Unabhängige Patientenberatung Deutschland
Thorben Krumwiede ist seit 2016 Geschäftsführer "Unabhängige Patientenberatung Deutschland". Für uns ein guter Zeitpunkt, die letzten Jahre Revue passieren zu lassen und gleichzeitig einen Blick auf zukünftige Herausforderungen zu werfen.
Herr Krumwiede, seit dem 1. Januar 2018 gibt es die Ergänzende unabhängige Teilhabeberatung (EUTB®), seit wann gibt es die UPD?
Die Unabhängige Patientenberatung mit einem gesetzlichen Beratungsauftrag gibt es bereits seit knapp einem Jahrzehnt; die UPD in dieser Form ist Anfang 2016 für eine Förderphase von sieben Jahren an den Start gegangen.
In den vergangenen zwei Jahren fanden sehr viele Beratungen zu unterschiedlichen Anfragen zu den Themen Teilhabe und Rehabilitation in den EUTB®-Angeboten statt. Wie viele Menschen berät die UPD jährlich?
Als Größenordnung lässt sich sagen, dass die Beraterinnen und Berater weit mehr als 100.000 Menschen im Jahr beraten. Die Zahl der Beratungen liegt deutlich darüber, was auch daran liegt, dass sich Ratsuchende mitunter mehrfach und zu unterschiedlichen Themen beraten lassen.

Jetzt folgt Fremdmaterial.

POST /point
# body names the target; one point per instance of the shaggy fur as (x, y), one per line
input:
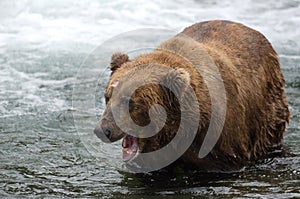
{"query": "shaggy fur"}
(256, 110)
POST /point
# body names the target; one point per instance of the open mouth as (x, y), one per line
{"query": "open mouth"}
(129, 147)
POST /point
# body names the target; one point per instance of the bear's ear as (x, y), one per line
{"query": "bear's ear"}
(117, 59)
(177, 80)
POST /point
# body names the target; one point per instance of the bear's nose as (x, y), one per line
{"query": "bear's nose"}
(102, 132)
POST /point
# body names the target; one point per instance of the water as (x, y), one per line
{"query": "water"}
(42, 45)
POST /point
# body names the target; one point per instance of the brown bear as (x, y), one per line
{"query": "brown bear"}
(256, 110)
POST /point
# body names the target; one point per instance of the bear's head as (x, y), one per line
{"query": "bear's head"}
(142, 105)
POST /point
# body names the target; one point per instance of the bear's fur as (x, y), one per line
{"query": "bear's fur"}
(256, 110)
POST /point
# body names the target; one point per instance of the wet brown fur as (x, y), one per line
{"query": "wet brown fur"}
(256, 112)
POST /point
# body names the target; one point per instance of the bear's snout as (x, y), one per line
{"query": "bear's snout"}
(107, 131)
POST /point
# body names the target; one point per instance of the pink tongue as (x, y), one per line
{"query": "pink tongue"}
(130, 147)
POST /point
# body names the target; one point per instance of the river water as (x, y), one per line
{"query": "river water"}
(43, 45)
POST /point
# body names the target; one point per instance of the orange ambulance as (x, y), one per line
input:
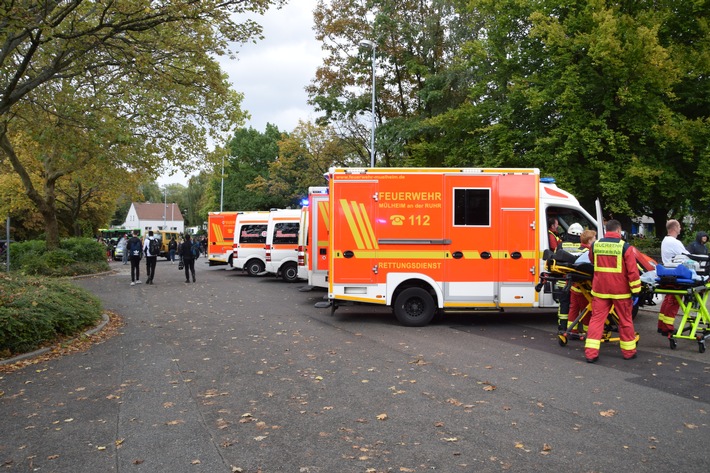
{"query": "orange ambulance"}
(427, 240)
(220, 237)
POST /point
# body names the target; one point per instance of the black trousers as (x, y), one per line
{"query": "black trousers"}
(189, 268)
(135, 268)
(150, 266)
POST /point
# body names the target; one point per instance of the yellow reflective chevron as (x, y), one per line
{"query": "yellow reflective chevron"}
(608, 248)
(359, 224)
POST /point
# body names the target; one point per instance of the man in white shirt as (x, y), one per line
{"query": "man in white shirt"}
(670, 248)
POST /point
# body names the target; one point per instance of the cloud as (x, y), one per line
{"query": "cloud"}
(273, 73)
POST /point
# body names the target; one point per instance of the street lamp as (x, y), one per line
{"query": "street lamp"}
(370, 44)
(221, 191)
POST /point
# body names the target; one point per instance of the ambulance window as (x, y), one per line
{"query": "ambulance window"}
(253, 234)
(286, 233)
(472, 207)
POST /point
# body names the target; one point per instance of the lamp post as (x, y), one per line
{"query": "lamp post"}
(370, 44)
(221, 191)
(165, 207)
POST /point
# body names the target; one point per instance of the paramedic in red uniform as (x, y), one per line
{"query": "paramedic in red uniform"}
(616, 282)
(577, 300)
(670, 248)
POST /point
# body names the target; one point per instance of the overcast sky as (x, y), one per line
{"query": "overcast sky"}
(273, 73)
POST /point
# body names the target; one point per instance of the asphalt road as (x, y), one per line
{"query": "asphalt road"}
(243, 374)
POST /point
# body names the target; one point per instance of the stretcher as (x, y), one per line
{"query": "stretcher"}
(580, 276)
(692, 296)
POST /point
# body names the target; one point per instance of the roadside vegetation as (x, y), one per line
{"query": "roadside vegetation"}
(37, 306)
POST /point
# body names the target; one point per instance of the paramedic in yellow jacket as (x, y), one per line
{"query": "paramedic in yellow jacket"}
(616, 282)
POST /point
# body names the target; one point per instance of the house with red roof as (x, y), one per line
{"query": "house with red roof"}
(160, 216)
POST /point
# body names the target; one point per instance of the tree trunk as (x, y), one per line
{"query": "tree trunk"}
(45, 204)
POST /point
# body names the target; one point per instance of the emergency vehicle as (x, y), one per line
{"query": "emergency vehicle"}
(248, 251)
(313, 238)
(220, 237)
(426, 240)
(282, 243)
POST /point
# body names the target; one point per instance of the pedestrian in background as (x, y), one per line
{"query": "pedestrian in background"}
(123, 246)
(151, 248)
(616, 283)
(135, 249)
(172, 249)
(698, 246)
(188, 258)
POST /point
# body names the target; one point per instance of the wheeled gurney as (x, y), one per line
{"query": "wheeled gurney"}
(692, 296)
(579, 275)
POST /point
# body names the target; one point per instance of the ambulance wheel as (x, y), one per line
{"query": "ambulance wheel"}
(414, 307)
(254, 267)
(289, 272)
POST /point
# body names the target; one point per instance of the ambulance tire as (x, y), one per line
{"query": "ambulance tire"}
(254, 267)
(289, 272)
(414, 307)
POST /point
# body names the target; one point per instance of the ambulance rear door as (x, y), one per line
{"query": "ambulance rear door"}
(517, 255)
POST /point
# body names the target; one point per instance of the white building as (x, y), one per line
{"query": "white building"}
(154, 217)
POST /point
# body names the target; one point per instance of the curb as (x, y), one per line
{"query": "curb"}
(41, 351)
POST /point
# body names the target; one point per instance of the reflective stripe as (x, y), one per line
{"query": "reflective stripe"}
(611, 296)
(608, 248)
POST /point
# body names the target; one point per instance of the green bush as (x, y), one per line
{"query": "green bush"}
(75, 256)
(35, 312)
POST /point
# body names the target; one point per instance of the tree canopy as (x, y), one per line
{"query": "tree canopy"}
(612, 99)
(130, 84)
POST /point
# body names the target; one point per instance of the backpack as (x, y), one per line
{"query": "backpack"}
(134, 247)
(153, 246)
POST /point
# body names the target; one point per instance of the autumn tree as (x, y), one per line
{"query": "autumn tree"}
(130, 83)
(248, 156)
(414, 43)
(305, 155)
(605, 97)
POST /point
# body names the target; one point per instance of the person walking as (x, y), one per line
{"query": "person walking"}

Es sind mittlerweile rund 500 EUTB®-Angebote deutschlandweit etabliert, die Beratungen vor Ort, telefonisch oder postalisch anbieten. Sie sollen Ratsuchenden und ihren Angehörigen Orientierungs-, Planungs- und Entscheidungshilfe geben. Wie viele Beratungsstellen der UPD gibt es deutschlandweit?
Wir unterscheiden zwischen persönlichen Vor-Ort Beratungsangeboten und mobilen Beratungsangeboten. In Ergänzung zu unseren 30 festen Beratungsstellen in Deutschland, die nach telefonischer Terminvereinbarung genutzt werden können, macht unsere Beratung mit drei UPD-Beratungsmobilen einmal im Quartal an bis zu 100 weiteren Standorten in Deutschland Station. Dadurch haben viel mehr Menschen die Möglichkeit für eine persönliche Beratung Vor-Ort. Beratung durch unsere Videotelefonie mit zugeschalteten Kolleginnen und Kollegen mit besonderer fachlicher Kompetenz sind mobil genauso wie in den festen Beratungsstellen möglich. Dazu gehören beispielsweise Beratungsthemen wie Zahnmedizin oder eine Simultanübersetzung für fremdsprachige Beratungen.
In den EUTB®-Angeboten spielt Vernetzung neben klassischer Öffentlichkeitsarbeit eine zentrale Rolle. Wie werden die Ratsuchenden auf die UPD aufmerksam?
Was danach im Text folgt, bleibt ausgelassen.